The first chapter explains to us the "7 Methods of Cooking Meat" (which sounds suspiciously cult-ish to me, but I'll bite). You can see the methods, and a housewife holding an accordion of an elliptical number sequence, below. Illustrated are roasting, broiling, pan broiling, pan frying, deep fat frying, braising, and cooking in water. I felt bad in this section because I always wholly ignore whatever meat preparation suggestion sticker Kroger's places on their cellophaned packages and do what I wish with the goods, choosing cuts for economic rather than intended purpose. Sure, it's suggested that I braise this meat, but I don't have three hours to braise beef when I could pan fry it and be eating in twenty minutes. C'est la vie.
As is the usual in these cookbooks, merry little illustrations of the meat -bearing creatures in question dot the margins. I particularly like the little baby pig's handbag, but, as you'll see next, the pigs really are kind of the star of the book.
Pigs! Pork! Usually our porcine protagonists get the short end of the stick, but in this cookbook, the illustrations seem to go particularly out of their way to show you how much fun being a pig is. Before you're eaten, natch. At top, a little sooey snuggles up to one of my hillbilly ancestors for a barefoot-with-shotgun-in-reach snooze in the hills of Appalachia. This illustrates a recipe for "Baked Porkchops", so I don't see the connection, but we'll continue. At bottom left, a little pig smokes a hookah for, you guessed it, a page or two on the process of smoking hams. El cerdo español suns himself on a Mexican beach, unaware that he's touting the advantages of "baked ham". Ah, it's a pig's life. What's that I see at right in green, by the by? Could it be...a HAM in HAMLET? Oh, you sixties' cookbooks. You scamps.

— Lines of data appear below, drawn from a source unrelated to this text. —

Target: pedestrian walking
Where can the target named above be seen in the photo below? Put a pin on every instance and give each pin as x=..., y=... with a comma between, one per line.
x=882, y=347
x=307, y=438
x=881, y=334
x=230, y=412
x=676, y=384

Now, chickens don't fare nearly as well in illustrated treatment in the Costco book. The best a chicken does is maybe a little heat bath in the first illustration (though tell me how this doesn't end with his being dinner) or wearing a beret in front of the Eiffel Tower (for french fried chicken... get it! get it!).
Later, these whimsical doodles accompany a totally sick-out instruction sheet on how to "draw poultry", which, let me tell you, is a little beyond the skills of this non-Julia-Child-level gourmand. When "remove entrails" and "bend finger around intestine in order to vent" start popping up in the how-to's, I tune out, buddy. I tune out. What am I, Hannibal Lecter? Poor little chickens! Look how happy the one looks at middle left to be sharing a glass of sherry with me! And then removed his giblets. So sad.
Speaking of Hannibal Lecter: no. Annnnnnd.... NO.
In the interest of cheekiness, there are a number of international caricatures that were more or less inoffensive, and mostly cute:
And of course, where would we be without the happy atomic family pictures. Look at that tiny dachshund-esque puppy at the right. Oh, little guy, how I wish you could home with me.
The book concludes with a cute little dispan hands gal holding up her "finis" sign, but wait!
There's more!
An unexpected coda at the end of the book documents different ways of outdoor living/cooking. I am now guilty I never did get around to buying a grill this summer. :(
En garde, Bobby in the atom age shirt! En garde!